Hey, at the Least the Phillies' Chase Rate Remains Way Down
Well that was a hideous Phillies loss. Nick Castellanos gets thrown out at home, the Phillies can’t plate insurance runs in the 10th, then the Mets walk it off against Jordan Romano, who will be known as “Ray Romano” until he gets it together on the mound.
But it’s early. It’s April. We’ll try to be pragmatic until the wheels begin to fall off.

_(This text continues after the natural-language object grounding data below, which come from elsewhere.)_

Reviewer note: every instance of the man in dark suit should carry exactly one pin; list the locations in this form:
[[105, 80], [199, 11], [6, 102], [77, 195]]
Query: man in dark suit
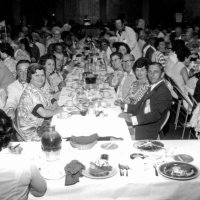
[[148, 115]]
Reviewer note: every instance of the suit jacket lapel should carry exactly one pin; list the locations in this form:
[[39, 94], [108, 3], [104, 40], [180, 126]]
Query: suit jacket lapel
[[152, 92]]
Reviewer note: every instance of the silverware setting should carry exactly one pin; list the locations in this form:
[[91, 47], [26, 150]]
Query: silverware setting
[[123, 169]]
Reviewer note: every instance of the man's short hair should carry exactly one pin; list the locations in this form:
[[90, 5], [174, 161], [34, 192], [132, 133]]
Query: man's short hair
[[158, 64]]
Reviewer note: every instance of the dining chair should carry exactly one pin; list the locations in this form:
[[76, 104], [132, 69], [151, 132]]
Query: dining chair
[[176, 100], [184, 110], [163, 124], [192, 132], [19, 134]]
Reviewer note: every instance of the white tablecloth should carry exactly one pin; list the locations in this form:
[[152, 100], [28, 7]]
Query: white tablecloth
[[141, 184]]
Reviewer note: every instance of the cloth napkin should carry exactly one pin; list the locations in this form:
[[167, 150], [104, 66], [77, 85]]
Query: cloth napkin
[[84, 140], [73, 171]]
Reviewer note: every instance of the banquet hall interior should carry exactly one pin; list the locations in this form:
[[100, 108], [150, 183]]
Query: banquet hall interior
[[99, 99]]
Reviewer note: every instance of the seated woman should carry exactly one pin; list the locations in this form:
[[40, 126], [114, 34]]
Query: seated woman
[[35, 104], [23, 53], [18, 175], [124, 48], [139, 87], [53, 79]]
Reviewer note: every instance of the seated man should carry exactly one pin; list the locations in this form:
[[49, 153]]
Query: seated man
[[148, 114], [129, 77], [16, 88]]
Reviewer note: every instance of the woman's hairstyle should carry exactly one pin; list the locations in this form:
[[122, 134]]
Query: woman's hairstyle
[[141, 62], [6, 129], [182, 53], [22, 62], [128, 50], [6, 48], [25, 42], [116, 54], [32, 70], [44, 58], [157, 42]]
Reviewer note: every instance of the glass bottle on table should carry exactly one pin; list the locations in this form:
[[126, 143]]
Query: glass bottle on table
[[51, 144]]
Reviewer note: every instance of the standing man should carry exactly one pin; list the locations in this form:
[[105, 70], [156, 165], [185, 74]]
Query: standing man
[[148, 115], [127, 35], [129, 77], [16, 88]]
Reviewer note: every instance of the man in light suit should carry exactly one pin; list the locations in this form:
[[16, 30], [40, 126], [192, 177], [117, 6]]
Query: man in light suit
[[129, 77], [148, 115], [16, 88]]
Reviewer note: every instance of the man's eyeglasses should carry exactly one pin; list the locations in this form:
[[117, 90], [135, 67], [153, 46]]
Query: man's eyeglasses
[[115, 60], [127, 61]]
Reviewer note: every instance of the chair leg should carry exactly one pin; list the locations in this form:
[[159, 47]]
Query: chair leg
[[177, 114]]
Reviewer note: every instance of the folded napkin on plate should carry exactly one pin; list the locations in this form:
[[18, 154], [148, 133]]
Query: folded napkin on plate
[[84, 140], [73, 171]]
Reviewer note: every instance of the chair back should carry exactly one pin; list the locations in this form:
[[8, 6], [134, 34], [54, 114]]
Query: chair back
[[19, 135], [165, 120]]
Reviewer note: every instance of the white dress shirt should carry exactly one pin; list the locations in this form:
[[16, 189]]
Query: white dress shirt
[[15, 91], [125, 85], [134, 118]]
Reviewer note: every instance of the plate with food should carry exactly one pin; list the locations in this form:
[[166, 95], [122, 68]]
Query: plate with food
[[178, 170], [100, 169], [149, 145], [183, 158], [109, 146]]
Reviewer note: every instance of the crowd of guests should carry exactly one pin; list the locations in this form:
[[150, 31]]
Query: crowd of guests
[[35, 65]]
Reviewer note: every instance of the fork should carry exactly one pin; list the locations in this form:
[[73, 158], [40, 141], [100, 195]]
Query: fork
[[120, 169], [126, 167]]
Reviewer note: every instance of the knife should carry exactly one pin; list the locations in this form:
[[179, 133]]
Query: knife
[[106, 138]]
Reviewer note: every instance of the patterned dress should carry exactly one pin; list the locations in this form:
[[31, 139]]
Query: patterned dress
[[28, 123], [136, 92]]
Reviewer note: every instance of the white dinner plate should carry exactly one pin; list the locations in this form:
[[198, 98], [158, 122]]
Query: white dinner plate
[[87, 174], [178, 171]]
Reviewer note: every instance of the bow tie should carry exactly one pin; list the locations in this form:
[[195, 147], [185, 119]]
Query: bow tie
[[120, 31]]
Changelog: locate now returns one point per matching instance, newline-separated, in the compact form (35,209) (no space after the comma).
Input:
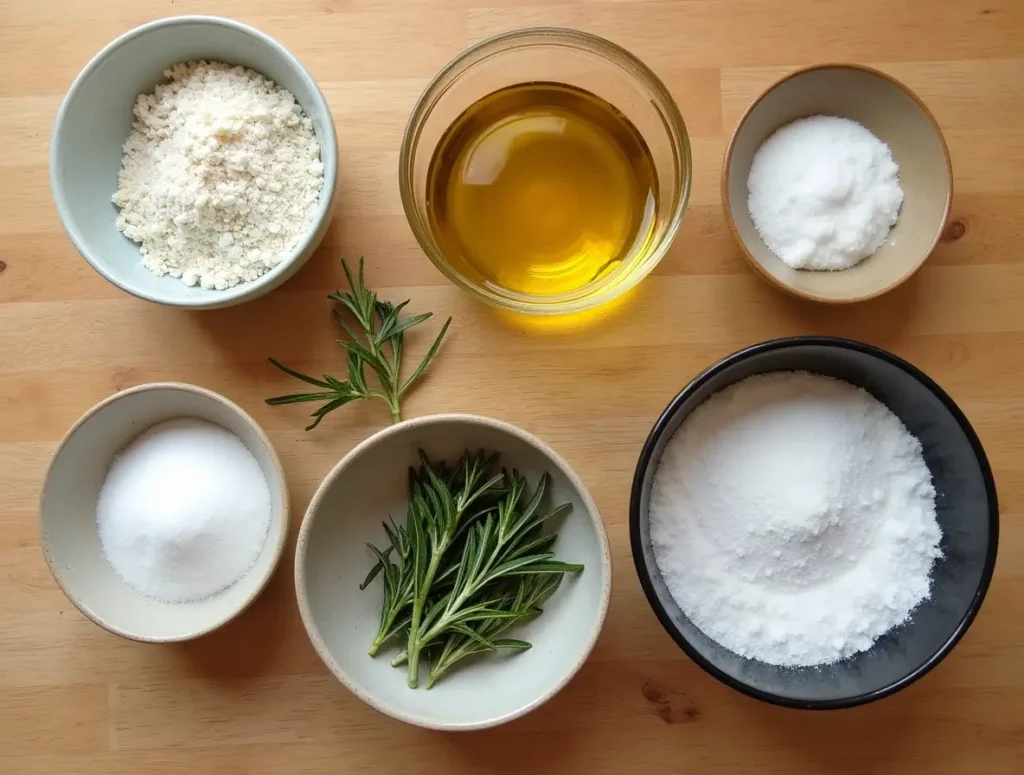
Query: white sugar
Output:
(184,511)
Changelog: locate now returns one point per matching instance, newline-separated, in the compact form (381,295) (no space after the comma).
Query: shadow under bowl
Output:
(967,513)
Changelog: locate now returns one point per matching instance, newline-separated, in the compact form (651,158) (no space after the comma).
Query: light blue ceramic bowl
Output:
(95,120)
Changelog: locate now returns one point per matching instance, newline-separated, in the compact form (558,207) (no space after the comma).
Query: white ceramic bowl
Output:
(332,560)
(95,119)
(68,514)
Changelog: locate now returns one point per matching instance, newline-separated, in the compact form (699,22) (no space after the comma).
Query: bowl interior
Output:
(564,56)
(68,515)
(894,117)
(964,502)
(96,119)
(332,560)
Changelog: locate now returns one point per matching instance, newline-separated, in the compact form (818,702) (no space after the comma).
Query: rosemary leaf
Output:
(377,340)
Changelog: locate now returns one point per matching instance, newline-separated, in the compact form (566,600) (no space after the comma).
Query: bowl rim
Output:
(329,157)
(276,549)
(671,117)
(646,460)
(312,631)
(727,165)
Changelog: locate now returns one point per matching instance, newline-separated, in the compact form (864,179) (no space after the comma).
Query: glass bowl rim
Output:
(551,36)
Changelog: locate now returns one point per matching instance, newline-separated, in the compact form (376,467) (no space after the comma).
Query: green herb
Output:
(471,561)
(379,346)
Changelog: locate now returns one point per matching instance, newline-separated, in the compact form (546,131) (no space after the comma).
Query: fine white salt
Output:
(184,511)
(823,192)
(793,519)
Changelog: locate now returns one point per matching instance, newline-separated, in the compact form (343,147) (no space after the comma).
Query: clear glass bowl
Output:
(574,58)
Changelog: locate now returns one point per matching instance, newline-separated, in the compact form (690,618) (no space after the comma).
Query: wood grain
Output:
(253,699)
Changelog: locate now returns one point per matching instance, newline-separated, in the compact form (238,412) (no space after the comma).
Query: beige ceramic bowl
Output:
(332,560)
(68,517)
(896,116)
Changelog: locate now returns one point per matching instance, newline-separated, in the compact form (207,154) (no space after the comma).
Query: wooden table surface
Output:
(254,698)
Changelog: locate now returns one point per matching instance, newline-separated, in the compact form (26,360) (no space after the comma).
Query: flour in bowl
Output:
(221,176)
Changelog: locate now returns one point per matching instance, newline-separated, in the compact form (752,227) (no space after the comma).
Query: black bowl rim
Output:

That being said, a silver lining for a team struggling to score runs. They aren’t swinging at garbage. The Phillies’ chase rate is still very good:
So the offensive problem is what exactly? Looking a little further, the RISP numbers are okay. They’re batting .251 with runners in scoring position, which is 13th overall, top half of MLB. They drop a bit with RISP and two outs, falling to 22nd overall at .188. The strikeout percentage is 21.4, 11th-best in the league, and they’re taking the second-most walks behind the Arizona Diamondbacks.
They’re middle of the pack in extra-base hits and bottom ten in home runs, but getting on base at a top-five rate. One thing they haven’t done well is play in extra innings, losing three of the four games that have gone past the ninth. And their run production has been a bit of a feast-or-famine thing, this Mets series, for instance, scoring just eight runs total after a Marlins series in which they knocked in 23. It seems like the variable shifts have been extreme through the first month of the year. They could certainly use more plate production out of guys with sub-.650 OPS, like the slow-starting Alec Bohm, J.T. Realmuto, and now-injured Brandon Marsh.
More than anything, we could simply look at the home/road splits. They’re 9-4 at Citizens Bank Park but 4-8 away, coming off a season in which they won 41 road games.